SAS automates data modeling for fast analysis

SAS Factory Miner can automate the buidling of data models and pick the best ones to predict the future

SAS Factory Miner now includes machine learning capabilities

SAS Factory Miner now includes machine learning capabilities

SAS wants to supercharge your business analysis, through new software that automatically builds multiple models of data and picks those that best predict future events.

"If you take too long coming up with a model, you lose a lot of value," said Sascha Schubert, SAS technology marketing director, speaking of today's competitive environment. "You want to be efficient in your analytics."

With a customer base of over 75,000 organizations, SAS has long been known for its advanced statistical analysis software. With this new offering, called SAS Factory Miner, the company is trying to go one step further to help its customers, by generating models for their data.

Traditionally, business analysts construct data models by hand, choosing from a data table, or multiple tables, the variables to examine closely, and trying to understand how they work together to produce a desired outcome.

With so much data today, however, it can be difficult to pinpoint the specific factors that are key indicators. Were sales last weekend good because of some discount pricing, or because people had more time to shop during the weekend, or some other, hidden factor?

As its name indicates, SAS Factory Miner automates this process of building and testing models, which could lead to better models that are generated more quickly than what could have been done by hand. It could also help alleviate the need for an organization to hire more data scientists, who are much in demand.

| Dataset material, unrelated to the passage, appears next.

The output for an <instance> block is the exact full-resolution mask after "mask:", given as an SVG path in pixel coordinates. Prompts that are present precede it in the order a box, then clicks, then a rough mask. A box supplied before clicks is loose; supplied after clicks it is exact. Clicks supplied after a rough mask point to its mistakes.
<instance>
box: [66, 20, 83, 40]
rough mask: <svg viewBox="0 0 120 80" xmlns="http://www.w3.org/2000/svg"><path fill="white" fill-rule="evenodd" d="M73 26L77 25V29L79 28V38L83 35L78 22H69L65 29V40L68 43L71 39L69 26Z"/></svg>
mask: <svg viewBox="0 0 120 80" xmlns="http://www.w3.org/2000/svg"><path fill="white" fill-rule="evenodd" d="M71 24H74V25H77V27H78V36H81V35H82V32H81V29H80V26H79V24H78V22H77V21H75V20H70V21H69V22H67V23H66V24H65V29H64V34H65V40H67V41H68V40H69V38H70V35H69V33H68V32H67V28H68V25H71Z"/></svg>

SAS Factory Miner can use any source of data, as long as the data itself can be formatted into a table. The software, run from a server and accessed with a browser, offers a graphical point-and-click interface. It comes with a set of customizable templates for creating baseline models. Analysts can fine tune or revise any of the computer-generated models.

To help pick the best models, the software uses a number of machine learning algorithms that, through repeated testing of the models, can recognize patterns to anticipate future performance. One unnamed customer used an early version of the software to build 35,000 different models in order to find the best approach for a marketing campaign.

This approach also helps enable what Schubert called stratified modeling, in which large sets of data, such as sales, can be divided into smaller segments. Stratified modeling can offer more accurate results, though its use has been limited by the time it takes to build the models, Schubert said.

A financial institution could build different models for different sets of potential users, based on spending ability, buying behavior, or other factors. These models could then be used to generate more appealing credit card offers.

The technology can be used in multiple ways by business, especially in the field of marketing, Schubert said. It could be key to reducing customer churn, predicting future demand, personalizing offers, and managing risk.

For instance, a manufacturer could use the software to build more accurate predictions for when equipment will fail. A firm in a fiercely competitive field could build models for each of its competitors, and then run them in unison to get a full view of the industry.

SAS Factory Miner will be generally available around the middle of July. The company did not provide pricing, noting the price varies by the size of the installation, and the work it will do.